You can inspect the settings using the following commands:
Command | Function |
---|---|
doctr config list |
List the current configuration settings. |
doctr config test |
Validate the credentials and report which one is failing. |
The test function will always fail with an invalid key message if the Azure key is from a region other than “global”. Document translation will still work, just this test is failing.
Command | Function |
---|---|
doctr languages |
List the available languages. Can be listed before credentials are set. |
doctr formats |
List the file formats available for translation. Requires credentials key, name and storage to be set. |
doctr glossary |
List the glossary formats available for use as glossary. Requires credentials key, name and storage to be set. |
Command | Function |
---|---|
doctr translate <source folder OR document> [<target folder>] --to <language code> |
Translate a document or the content of a folder to another language. |
If provided, the target folder must be a folder, even if the source document is an individual document. If not provided, the translated document will be placed in a folder
that has the same name as the source folder, plus .<language code>
.
Optional parameters to the translate command | Function |
---|---|
--from <language code> |
The language to translate from. If omitted, the system performs automatic language detection. |
--key <key to the Translator resource> |
This key will override the setting in the appsettings.json file. Use this if you want to avoid storing the key in a settings file. |
--category <category ID> |
The custom Translator category ID. |
--glossary <file or folder> |
The glossaries to use for this run. The glossary contains phrases with a defined translation in a table format. |
If a translation run gets interrupted or fails, it may also fail to clean up after itself and leave behind documents in the storage account. A repeated run will always use a fresh storage container for its operation. The ‘clear’ command deletes storage containers from failed or abandoned runs for all DOCTR runs that are using the storage account you provided in the settings. In order to not disrupt any other runs of the service, it limits the deletion to containers that are older than one week.
Command | Function |
---|---|
doctr clear |
Delete residue from abandoned or failed translation runs in the storage account |
At this point point only the command line version runs on the Mac. The GUI version is waiting for .Net 6 MAUI to be released.

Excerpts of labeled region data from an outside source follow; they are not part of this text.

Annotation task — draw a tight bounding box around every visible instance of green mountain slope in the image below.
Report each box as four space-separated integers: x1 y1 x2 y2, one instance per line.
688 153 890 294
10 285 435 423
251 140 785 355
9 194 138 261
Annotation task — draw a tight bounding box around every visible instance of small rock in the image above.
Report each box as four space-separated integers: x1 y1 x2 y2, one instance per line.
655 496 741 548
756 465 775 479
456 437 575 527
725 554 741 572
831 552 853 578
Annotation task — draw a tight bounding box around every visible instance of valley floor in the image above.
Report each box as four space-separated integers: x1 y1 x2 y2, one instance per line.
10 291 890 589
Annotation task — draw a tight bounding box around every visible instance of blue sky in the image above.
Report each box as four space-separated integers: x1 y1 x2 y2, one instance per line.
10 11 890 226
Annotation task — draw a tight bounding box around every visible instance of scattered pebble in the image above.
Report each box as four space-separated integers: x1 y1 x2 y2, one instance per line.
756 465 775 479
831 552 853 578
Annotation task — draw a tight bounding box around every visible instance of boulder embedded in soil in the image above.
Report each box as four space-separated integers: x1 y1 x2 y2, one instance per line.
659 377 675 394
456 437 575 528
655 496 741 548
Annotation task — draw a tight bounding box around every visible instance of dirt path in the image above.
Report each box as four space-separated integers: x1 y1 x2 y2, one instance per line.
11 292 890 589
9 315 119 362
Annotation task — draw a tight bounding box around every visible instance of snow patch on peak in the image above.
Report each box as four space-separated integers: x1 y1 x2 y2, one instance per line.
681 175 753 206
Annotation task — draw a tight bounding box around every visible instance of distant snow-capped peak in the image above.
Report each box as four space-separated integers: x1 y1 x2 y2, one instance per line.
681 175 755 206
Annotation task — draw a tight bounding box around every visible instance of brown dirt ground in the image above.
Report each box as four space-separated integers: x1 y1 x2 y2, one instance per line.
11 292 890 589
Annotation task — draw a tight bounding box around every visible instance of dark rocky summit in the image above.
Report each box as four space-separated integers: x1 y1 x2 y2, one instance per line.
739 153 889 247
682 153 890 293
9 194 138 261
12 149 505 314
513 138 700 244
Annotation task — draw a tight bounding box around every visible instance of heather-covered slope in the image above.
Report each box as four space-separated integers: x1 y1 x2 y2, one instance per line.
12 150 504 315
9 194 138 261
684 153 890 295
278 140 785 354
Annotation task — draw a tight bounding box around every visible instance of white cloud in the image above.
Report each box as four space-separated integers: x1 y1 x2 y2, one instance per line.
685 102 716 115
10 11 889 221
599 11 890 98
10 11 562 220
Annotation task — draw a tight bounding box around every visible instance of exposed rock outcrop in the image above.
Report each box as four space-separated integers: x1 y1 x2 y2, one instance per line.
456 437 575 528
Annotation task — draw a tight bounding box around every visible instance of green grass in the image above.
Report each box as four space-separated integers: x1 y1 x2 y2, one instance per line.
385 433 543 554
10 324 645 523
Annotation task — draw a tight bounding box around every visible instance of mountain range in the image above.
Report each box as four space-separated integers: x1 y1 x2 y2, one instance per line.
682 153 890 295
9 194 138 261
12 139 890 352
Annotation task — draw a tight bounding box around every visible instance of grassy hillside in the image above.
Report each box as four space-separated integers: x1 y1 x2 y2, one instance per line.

Install .Net 6 runtime for Mac from https://dotnet.microsoft.com/. You do not need the SDK, just the runtime. Download and install the .Net 6 runtim for the appropriate processor platform of your Mac.
Download the zip file in the releases folder and expand to a suitable directory on the Mac HD.
The command line syntax is the same as listed above, but instead of doctr <command>
you run dotnet doctr.dll <command>
.
When pasting the storage connection string in dotnet doctr.dll config set --storage "<storageconnectionstring>"
please make sure you use
quotes around the connection string, otherwise the string will be cut off prematurely.